The Disability Rating Scale (DRS) and the Levels of Cognitive Functioning Scale (LCFS) are both widely used to monitor recovery from head injury, despite the total lack of published research on the reliability and validity of the LCFS, and the fragmented and incomplete reports on these characteristics of the DRS. Forty head-injured inpatients were evaluated with the DRS and LCFS four times weekly throughout their rehabilitation hospitalization. The DRS and LCFS were compared in terms of how consistently ratings could be made by different raters, how stable those ratings were from day to day, their relative correlation with Stover Zeiger (S-Z) ratings collected concurrently at admission, and with S-Z, Glasgow Outcome Scale (GOS), and Expanded GOS (EGOS) ratings collected concurrently at discharge, and finally in the ability of admission DRS and LCFS scores to predict discharge ratings on the S-Z, GOS, and EGOS. Results suggest that both scales possess significant degrees of test-retest and interrater reliabilities, and of concurrent and predictive validities, but the DRS surpasses the LCFS in nearly every regard. These results offer psychometric justification favoring the use of the DRS for monitoring recovery from head injury.

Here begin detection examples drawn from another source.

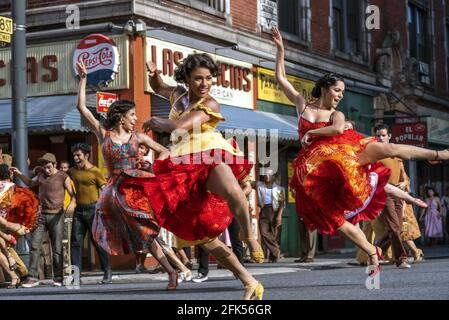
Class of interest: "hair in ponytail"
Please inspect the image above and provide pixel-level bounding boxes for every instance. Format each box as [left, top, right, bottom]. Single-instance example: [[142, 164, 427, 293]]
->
[[312, 73, 345, 99], [175, 53, 219, 83]]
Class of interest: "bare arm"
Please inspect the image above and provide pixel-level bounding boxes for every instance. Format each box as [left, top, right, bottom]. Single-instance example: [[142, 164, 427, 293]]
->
[[241, 181, 253, 197], [147, 61, 176, 100], [76, 62, 105, 144], [271, 27, 305, 116], [9, 167, 39, 188]]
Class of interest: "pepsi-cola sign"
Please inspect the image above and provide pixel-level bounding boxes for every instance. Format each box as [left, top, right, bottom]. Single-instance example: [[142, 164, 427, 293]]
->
[[73, 33, 119, 85]]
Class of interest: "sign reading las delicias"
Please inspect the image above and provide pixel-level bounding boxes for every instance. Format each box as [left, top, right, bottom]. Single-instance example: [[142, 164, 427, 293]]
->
[[391, 122, 427, 148], [145, 38, 254, 109], [73, 33, 119, 86], [96, 91, 118, 113]]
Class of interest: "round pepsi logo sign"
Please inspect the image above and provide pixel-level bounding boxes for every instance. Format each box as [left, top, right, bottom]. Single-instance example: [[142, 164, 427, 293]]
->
[[72, 33, 119, 85]]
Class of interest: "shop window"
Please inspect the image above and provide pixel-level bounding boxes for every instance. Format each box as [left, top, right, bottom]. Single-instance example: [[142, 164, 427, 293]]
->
[[407, 0, 430, 85], [277, 0, 310, 42], [332, 0, 367, 62], [197, 0, 226, 12], [446, 18, 449, 91]]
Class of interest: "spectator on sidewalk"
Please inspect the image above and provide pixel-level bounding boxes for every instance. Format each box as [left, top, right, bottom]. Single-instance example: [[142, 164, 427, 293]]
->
[[419, 187, 443, 247], [256, 169, 285, 263], [11, 153, 75, 288], [69, 143, 112, 284]]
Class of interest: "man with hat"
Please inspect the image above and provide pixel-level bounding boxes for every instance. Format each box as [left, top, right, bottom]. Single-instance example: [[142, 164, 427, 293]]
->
[[11, 153, 75, 288]]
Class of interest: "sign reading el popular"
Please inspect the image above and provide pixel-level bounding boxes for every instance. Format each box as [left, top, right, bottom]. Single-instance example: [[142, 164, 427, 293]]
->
[[257, 68, 315, 106], [145, 38, 254, 109], [391, 122, 427, 148], [0, 35, 129, 99]]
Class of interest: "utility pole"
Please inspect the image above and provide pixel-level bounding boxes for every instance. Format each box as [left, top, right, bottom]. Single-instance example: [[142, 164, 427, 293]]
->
[[11, 0, 28, 180]]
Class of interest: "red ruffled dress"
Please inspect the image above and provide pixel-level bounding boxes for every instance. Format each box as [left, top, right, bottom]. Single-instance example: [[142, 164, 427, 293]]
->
[[118, 94, 252, 247], [290, 117, 390, 234], [92, 131, 160, 255], [0, 182, 41, 232]]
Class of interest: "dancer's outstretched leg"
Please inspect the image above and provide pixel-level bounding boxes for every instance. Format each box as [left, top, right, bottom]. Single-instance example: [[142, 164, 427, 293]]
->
[[338, 221, 382, 273], [202, 239, 264, 300], [207, 164, 264, 263], [148, 240, 178, 290], [156, 237, 192, 281], [359, 142, 449, 165], [384, 184, 427, 208]]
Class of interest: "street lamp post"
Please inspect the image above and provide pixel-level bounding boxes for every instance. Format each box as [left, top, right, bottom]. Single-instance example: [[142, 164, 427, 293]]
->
[[11, 0, 28, 180]]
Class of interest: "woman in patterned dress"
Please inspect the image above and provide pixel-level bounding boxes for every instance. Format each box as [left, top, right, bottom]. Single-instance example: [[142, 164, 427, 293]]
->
[[401, 175, 424, 263], [77, 62, 178, 290]]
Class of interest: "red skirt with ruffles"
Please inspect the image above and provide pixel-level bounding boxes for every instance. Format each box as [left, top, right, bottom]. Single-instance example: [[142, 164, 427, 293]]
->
[[5, 185, 40, 232], [118, 149, 252, 241], [290, 130, 390, 234]]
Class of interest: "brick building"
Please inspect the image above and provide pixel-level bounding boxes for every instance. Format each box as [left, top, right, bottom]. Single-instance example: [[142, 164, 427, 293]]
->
[[0, 0, 449, 264]]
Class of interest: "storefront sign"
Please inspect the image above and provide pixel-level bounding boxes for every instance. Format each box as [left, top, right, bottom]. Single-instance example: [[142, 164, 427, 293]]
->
[[391, 122, 427, 148], [257, 68, 315, 106], [145, 38, 254, 109], [96, 91, 118, 113], [259, 0, 278, 30], [73, 33, 119, 86], [0, 35, 129, 99], [287, 160, 295, 203], [0, 16, 13, 46]]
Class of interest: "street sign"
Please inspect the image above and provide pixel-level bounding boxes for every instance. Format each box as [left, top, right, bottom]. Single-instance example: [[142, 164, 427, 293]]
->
[[0, 16, 13, 47]]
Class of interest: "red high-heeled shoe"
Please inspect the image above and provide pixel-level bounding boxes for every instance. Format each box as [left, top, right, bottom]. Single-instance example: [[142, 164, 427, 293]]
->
[[368, 247, 384, 277], [167, 271, 178, 290]]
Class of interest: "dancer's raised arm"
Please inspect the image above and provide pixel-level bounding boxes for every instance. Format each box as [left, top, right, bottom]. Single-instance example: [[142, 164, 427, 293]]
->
[[271, 27, 305, 116], [147, 61, 176, 99], [76, 62, 105, 144]]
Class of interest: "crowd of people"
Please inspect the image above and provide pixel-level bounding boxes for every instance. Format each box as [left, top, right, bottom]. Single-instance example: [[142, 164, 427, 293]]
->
[[0, 27, 449, 300]]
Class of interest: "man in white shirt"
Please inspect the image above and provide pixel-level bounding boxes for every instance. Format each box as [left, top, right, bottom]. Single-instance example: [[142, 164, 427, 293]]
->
[[257, 170, 285, 262]]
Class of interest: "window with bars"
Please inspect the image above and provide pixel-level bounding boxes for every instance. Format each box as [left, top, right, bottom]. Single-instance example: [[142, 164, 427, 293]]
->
[[277, 0, 310, 41], [197, 0, 226, 12], [332, 0, 366, 57], [407, 0, 431, 85], [446, 20, 449, 91], [407, 3, 429, 62]]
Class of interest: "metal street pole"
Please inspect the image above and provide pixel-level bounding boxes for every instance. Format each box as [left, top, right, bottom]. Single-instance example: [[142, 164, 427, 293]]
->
[[11, 0, 28, 180]]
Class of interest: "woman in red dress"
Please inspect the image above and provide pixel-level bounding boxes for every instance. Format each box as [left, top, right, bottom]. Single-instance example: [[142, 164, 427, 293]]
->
[[118, 54, 264, 299], [272, 27, 442, 275], [77, 62, 184, 290]]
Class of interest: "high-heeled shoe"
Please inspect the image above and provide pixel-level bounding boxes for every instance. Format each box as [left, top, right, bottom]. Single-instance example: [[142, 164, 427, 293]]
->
[[12, 224, 30, 237], [242, 281, 265, 300], [6, 277, 20, 289], [368, 247, 384, 277], [6, 256, 17, 271], [179, 270, 192, 282], [242, 237, 265, 263], [167, 271, 178, 290], [413, 249, 424, 263]]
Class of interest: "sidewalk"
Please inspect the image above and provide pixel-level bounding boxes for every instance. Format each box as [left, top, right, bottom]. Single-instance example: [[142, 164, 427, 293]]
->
[[59, 245, 449, 285]]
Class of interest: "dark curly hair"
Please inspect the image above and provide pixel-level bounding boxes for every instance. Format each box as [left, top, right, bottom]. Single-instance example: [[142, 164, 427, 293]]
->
[[0, 163, 11, 180], [312, 73, 345, 99], [175, 53, 219, 83], [103, 100, 136, 130], [70, 142, 92, 155]]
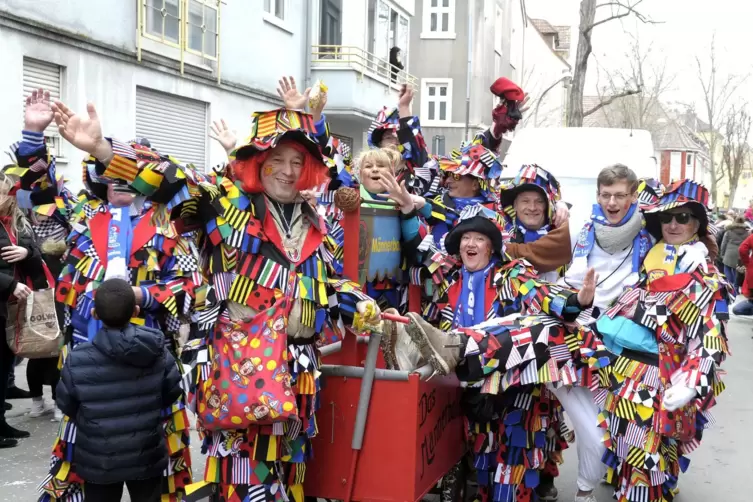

残疾评定量表(DRS)和认知功能水平量表(LCFS)都被广泛用于监测头部损伤后的恢复情况,尽管关于LCFS的信度和效度完全缺乏已发表的研究,而关于DRS这些特征的报告也零散且不完整。在整个康复住院期间,每周对40名头部受伤的住院患者进行4次DRS和LCFS评估。比较了DRS和LCFS在不同评估者评分的一致性、评分每日的稳定性、它们与入院时同时收集的斯托弗·齐格(S-Z)评分的相对相关性,以及与出院时同时收集的S-Z、格拉斯哥预后量表(GOS)和扩展GOS(EGOS)评分的相关性,最后比较了入院时DRS和LCFS评分预测出院时S-Z、GOS和EGOS评分的能力。结果表明,这两个量表都具有显著程度的重测信度、评估者间信度、同时效度和预测效度,但DRS在几乎所有方面都超过了LCFS。这些结果为支持使用DRS监测头部损伤后的恢复情况提供了心理测量学依据。